A bilateral legal transaction, i.e., an agreement, cannot legitimise a breach of international law, which is a breach of an imperative, unconditionally binding norm. Such a treaty is null and void, in the same way as if two states had agreed to attack a third. “The prohibition of aggression is a cogent norm, and its violation cannot lead to legal consequences or legally binding results,” Pogačnik explained. In the event of aggression, even Ukraine’s agreement to cede part of its territory to Russia would constitute an illegal agreement. Therefore, if one country invades and carries out aggression and occupies territories, no international treaty can follow from this, except for a peace treaty that imposes sanctions on the defeated aggressor – which is what happened, for example, in the Second World War.

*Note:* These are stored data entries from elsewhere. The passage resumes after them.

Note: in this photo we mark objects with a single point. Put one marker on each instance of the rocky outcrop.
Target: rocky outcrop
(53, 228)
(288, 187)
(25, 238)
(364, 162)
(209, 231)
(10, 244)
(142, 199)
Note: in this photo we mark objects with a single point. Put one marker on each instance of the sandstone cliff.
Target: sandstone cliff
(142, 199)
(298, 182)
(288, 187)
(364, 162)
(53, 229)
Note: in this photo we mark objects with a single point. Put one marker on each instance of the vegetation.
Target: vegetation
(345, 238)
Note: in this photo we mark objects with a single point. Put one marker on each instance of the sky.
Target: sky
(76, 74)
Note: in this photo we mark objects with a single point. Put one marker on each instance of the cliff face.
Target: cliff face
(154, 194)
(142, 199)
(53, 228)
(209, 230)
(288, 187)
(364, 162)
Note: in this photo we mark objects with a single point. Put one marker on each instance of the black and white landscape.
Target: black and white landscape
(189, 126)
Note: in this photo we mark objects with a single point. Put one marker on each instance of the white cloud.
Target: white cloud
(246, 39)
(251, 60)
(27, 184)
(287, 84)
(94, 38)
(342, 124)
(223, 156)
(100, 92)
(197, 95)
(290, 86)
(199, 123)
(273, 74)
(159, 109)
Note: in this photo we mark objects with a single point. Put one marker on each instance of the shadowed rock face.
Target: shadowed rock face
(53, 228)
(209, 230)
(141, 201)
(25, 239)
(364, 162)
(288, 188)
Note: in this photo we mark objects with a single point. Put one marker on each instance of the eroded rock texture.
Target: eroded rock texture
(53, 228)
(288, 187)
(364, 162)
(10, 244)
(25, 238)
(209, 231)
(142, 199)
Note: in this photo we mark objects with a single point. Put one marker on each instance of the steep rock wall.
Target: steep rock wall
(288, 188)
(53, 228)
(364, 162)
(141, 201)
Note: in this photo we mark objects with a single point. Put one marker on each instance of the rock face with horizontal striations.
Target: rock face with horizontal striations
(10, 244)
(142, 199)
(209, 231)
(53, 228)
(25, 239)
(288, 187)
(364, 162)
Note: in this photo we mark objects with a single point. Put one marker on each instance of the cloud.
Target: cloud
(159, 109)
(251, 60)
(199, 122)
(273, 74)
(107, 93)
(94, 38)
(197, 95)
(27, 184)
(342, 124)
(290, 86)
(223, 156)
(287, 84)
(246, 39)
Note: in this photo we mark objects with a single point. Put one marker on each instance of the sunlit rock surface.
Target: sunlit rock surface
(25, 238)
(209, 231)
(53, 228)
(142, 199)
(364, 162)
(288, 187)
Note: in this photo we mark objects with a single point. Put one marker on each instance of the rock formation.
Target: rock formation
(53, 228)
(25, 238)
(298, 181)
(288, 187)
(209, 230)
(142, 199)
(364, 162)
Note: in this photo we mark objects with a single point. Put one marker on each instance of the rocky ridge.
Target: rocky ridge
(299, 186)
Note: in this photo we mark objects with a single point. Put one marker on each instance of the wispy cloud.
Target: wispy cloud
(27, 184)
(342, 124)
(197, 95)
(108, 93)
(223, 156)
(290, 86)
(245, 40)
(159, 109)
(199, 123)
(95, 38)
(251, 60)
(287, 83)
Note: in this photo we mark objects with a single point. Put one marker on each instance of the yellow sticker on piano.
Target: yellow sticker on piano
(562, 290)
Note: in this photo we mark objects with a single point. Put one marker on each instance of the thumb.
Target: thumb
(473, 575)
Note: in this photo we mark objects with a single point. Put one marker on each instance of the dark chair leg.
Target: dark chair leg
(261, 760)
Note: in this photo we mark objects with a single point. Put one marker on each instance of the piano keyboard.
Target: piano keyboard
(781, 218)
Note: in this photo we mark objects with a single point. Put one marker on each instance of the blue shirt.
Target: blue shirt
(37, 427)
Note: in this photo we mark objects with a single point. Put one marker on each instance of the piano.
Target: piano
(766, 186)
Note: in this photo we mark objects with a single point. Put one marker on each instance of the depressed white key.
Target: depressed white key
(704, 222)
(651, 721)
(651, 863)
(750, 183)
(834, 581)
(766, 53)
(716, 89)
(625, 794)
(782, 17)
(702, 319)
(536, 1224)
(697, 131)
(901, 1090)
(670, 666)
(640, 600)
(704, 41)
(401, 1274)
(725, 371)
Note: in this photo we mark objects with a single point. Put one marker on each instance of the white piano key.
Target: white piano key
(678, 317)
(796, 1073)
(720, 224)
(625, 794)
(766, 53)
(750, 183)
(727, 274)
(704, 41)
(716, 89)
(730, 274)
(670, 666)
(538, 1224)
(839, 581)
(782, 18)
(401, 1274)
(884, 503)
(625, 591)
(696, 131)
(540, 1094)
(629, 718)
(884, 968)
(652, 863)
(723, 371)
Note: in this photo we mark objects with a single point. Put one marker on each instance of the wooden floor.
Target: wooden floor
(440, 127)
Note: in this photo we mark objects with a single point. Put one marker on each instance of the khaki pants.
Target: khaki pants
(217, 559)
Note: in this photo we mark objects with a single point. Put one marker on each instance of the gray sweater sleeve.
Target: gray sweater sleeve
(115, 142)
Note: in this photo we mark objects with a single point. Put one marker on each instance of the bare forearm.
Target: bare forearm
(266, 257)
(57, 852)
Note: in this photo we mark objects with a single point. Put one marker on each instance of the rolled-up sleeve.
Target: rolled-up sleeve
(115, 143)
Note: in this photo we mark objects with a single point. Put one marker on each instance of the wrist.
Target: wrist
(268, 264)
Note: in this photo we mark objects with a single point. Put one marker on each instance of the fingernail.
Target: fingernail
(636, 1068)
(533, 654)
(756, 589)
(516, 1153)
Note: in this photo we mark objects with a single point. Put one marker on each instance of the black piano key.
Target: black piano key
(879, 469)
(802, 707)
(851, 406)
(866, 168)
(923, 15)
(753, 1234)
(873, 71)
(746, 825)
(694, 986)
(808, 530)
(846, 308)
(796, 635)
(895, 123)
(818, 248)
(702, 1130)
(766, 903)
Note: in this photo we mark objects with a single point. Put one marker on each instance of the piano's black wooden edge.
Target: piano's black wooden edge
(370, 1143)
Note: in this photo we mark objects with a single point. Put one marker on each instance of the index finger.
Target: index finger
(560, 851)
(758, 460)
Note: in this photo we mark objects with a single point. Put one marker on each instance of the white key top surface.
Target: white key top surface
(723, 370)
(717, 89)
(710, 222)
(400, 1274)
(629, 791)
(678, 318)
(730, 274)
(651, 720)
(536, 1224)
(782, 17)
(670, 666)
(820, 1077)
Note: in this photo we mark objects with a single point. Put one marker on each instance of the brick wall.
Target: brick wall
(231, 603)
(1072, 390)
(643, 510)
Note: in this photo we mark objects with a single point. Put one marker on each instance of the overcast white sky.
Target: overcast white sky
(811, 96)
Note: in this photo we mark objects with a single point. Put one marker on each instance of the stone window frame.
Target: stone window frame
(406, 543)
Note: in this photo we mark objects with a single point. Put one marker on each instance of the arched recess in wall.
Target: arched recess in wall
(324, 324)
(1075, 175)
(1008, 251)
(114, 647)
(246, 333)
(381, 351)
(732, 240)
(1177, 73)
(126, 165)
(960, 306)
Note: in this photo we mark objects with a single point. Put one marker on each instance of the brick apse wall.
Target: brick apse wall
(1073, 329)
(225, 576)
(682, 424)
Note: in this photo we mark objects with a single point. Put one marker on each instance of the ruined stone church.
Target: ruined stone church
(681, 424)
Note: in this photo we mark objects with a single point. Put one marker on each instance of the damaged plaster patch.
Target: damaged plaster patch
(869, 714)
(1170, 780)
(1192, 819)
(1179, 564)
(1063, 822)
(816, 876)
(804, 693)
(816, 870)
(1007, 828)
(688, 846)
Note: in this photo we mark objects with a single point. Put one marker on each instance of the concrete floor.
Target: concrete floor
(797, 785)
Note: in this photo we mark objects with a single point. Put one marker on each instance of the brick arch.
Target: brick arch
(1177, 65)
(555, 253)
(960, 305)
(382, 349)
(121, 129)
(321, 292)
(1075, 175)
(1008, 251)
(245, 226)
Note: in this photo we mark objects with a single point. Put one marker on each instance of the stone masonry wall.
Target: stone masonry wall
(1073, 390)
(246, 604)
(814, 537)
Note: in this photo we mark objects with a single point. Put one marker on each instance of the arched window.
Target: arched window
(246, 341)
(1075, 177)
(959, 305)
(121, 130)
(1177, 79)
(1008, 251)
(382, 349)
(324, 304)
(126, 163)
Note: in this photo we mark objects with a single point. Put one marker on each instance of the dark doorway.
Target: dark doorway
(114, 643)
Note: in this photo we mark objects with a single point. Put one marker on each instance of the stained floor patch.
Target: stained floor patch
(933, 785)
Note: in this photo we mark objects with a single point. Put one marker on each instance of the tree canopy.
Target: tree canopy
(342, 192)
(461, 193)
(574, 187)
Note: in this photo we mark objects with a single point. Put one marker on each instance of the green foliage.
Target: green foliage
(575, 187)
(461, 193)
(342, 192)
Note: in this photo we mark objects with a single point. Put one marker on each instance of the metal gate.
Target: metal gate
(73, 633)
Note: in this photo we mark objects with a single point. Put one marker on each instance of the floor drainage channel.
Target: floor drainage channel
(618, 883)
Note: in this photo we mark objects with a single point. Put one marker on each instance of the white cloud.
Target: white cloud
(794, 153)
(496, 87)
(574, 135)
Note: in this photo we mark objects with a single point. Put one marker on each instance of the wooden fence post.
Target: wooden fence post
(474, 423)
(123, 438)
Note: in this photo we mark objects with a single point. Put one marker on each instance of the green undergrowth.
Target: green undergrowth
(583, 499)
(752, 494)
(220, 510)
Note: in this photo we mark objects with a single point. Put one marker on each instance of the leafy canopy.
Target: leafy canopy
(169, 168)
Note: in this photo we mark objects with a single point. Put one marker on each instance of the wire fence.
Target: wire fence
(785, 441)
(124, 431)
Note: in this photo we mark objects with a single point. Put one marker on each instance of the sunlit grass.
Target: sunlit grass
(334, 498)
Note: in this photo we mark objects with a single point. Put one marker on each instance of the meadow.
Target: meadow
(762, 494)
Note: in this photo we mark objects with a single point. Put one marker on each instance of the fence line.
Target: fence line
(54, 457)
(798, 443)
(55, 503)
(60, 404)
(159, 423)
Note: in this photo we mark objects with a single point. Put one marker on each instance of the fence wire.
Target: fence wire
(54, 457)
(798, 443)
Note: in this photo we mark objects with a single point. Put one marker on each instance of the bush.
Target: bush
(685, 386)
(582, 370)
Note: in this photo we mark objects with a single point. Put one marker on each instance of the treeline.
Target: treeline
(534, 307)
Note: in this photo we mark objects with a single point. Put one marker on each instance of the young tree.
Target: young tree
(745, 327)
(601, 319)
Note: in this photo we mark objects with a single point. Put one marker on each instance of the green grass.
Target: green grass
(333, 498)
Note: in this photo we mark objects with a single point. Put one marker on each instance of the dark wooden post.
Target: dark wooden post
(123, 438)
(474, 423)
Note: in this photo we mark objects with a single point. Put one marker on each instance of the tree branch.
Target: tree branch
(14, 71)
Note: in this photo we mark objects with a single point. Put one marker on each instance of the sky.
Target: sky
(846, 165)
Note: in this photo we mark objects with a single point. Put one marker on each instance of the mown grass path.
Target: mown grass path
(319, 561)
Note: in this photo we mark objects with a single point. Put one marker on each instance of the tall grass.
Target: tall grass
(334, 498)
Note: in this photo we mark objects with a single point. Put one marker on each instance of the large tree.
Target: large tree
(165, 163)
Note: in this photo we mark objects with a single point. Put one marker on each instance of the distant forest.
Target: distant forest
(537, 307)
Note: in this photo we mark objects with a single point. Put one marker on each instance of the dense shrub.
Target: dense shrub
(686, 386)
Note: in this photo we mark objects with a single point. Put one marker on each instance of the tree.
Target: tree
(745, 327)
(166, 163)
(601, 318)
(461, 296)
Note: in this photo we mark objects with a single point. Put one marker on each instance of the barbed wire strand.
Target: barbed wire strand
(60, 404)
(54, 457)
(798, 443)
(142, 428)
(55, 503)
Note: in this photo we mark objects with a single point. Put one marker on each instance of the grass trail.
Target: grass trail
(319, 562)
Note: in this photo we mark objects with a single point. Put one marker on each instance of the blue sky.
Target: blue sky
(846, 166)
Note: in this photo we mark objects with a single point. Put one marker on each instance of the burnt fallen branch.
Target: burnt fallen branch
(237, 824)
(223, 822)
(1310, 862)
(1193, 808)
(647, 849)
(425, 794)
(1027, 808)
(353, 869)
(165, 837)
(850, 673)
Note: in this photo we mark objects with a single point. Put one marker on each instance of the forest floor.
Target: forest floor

The average reader is misled by the letter
Of course, it is entirely possible that some of the signatories of the public letter had a completely sincere intention because they are not familiar with the matter or do not know how things work according to the norms of international law. But the letter is likely to have the effect, among other things, of bringing in experts in the field to explain that what is written in the letter is utterly nonsensical – and then these experts will likely be discredited by certain people for “being against peace” and for putting up with the hundreds of unnecessary casualties that are occurring on a daily basis. “Why is Pogačnik talking about international law if people are dying, while Kučan said there must be peace,” some might say. However, even the latter must realise that this is a security issue, and that Moldova may be next if things go on like this. Or Poland, as some close to Putin have already said. In all of this, it should also be pointed out that, under international law, Russia could, in principle, obtain legal title to the occupied territories if Ukraine had not defended itself. However, this cannot happen in the case in question, because of the prohibition on aggression and the prohibition on unilateral changes to international borders – but it is nevertheless important that the invaded country also demonstrates a willing element. These are, of course, international law considerations, but we must be realistic and keep in mind the fact that countries that claim to respect international law may also be in breach of it – and yet such countries also refer to it, which means that international law must be respected and invoked as a legal basis.